La ciencia detrás del aroma: Blue Mind
Algo que cambia la forma de entender este aroma: oler a mar literalmente te calma. No es una metáfora. Es neurociencia.
El biólogo marino Wallace J. Nichols acuñó el término "Blue Mind" (mente azul) para explicar el fenómeno: el contacto con estímulos marinos (visuales, sonoros u olfativos) le envía a tu cerebro señales químicas de seguridad y bienestar. Estudios de la Universidad de Exeter y de la Universidad Estatal de Michigan han documentado que la exposición a estos estímulos:
- Reduce el cortisol (la hormona del estrés) de forma medible.
- Aumenta la serotonina y dopamina, los neurotransmisores del bienestar.
- Activa ondas cerebrales alfa, las mismas que se activan durante la meditación.
- Estimula la restauración de la atención mental: tu mente deja de procesar tareas y entra en un modo más contemplativo.
Por eso cuando enciendes el difusor con Alma Salada, cuando pulverizas el spray textil sobre las sábanas o cuando funde una tartaleta en el quemador, tu cerebro recibe parte de esas mismas señales que recibe cuando estás en la playa de verdad. No es lo mismo que estar en el mar, evidentemente. Pero la respuesta neurológica al estímulo olfativo marino es real.
💙 En cristiano: encender Alma Salada es regalarle a tu cerebro un pedacito de "Blue Mind" sin moverte del salón. Y eso, después de un día de calor a 38 grados en agosto, vale oro.

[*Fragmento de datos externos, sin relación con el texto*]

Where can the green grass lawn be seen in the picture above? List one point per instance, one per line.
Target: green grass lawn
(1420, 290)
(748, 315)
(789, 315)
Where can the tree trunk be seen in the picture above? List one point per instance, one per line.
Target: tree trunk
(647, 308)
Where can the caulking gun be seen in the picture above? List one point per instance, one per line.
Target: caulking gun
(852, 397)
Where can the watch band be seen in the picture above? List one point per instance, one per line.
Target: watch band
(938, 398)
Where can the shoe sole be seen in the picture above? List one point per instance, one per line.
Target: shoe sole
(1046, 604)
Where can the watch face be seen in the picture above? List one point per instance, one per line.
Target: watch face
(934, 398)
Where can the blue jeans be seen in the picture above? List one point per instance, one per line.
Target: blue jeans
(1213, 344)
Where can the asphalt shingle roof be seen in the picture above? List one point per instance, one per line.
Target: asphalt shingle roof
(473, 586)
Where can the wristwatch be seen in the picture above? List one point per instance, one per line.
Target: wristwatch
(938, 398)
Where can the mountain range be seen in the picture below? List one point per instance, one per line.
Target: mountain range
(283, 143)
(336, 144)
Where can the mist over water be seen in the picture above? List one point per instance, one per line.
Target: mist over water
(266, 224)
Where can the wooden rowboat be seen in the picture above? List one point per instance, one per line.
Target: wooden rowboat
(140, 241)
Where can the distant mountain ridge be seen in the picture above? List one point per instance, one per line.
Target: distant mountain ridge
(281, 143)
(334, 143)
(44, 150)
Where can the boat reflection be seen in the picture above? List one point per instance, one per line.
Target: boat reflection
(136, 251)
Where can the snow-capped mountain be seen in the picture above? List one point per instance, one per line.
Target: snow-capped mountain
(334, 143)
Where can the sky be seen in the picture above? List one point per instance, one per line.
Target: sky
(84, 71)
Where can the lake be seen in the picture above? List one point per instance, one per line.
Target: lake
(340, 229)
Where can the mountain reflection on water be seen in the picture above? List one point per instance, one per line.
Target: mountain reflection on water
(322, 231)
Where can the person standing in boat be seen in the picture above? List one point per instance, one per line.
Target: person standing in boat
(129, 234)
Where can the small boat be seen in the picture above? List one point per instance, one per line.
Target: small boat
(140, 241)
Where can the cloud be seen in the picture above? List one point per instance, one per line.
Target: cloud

¿Por qué solo lo tenemos 3 meses al año?
Sabemos que muchas clientas nos pedís todos los años que dejemos Alma Salada disponible todo el año. Lo hemos pensado. Hemos hecho cuentas, hemos visto las peticiones, hemos valorado la opción. Y al final hemos decidido que no.
¿Por qué? Porque es lo que la hace especial. Como las cerezas. Como las vacaciones. Como el primer baño del año en el mar.
Si Alma Salada estuviera disponible todo el año, sería un aroma más en el catálogo. Pero al estar solo del 21 de junio al 21 de septiembre, se convierte en un ritual anual. Esperar a que vuelva. Comprar de más para que dure unas semanas más allá. Recibirla con la misma alegría con la que recibes las cerezas en mayo o las castañas en noviembre.
Es nuestra manera de mantener viva la magia del verano incluso cuando ya no quedan vacaciones. Y por eso, cada 21 de junio, las clientas que ya se conocen el truco vuelven a por ella.
💙 La jugada inteligente: compra Alma Salada en julio o agosto, no esperes a septiembre. Si quieres estirar el aroma hasta enero o febrero, lleva al menos dos formatos (esencia + spray textil, o mikado + difusor). Las clientas más expertas compran 3 o 4 productos en julio y los racionan durante todo el otoño.
¿Por qué solo lo tenemos 3 meses al año?
- Adoras el mar pero no siempre puedes tenerlo cerca. Ya sea porque vives en el interior, porque trabajas mucho, porque las vacaciones son cortas o porque hay días en los que simplemente lo echas de menos.
- Tu mejor estado emocional está cerca del agua salada. Cuando estás en la playa eres otra persona. Más tranquila, más presente, más tú.
- Buscas aromas con historia y con alma, no fragancias del montón compradas a un proveedor genérico. Quieres saber de dónde viene cada aroma que pones en tu casa.
- Quieres que tu casa, tu coche y tu vida huelan a verano durante 3 meses. Y prefieres una experiencia olfativa coherente a tener mil aromas distintos.
- Te gusta lo elegante y lo fresco, no los aromas dulces o empalagosos. Necesitas algo que perfume sin saturar.
- Eres de las que se anticipa. Sabes que un buen aroma se compra en julio para tenerlo hasta enero, no se espera a septiembre cuando solo quedan las migajas.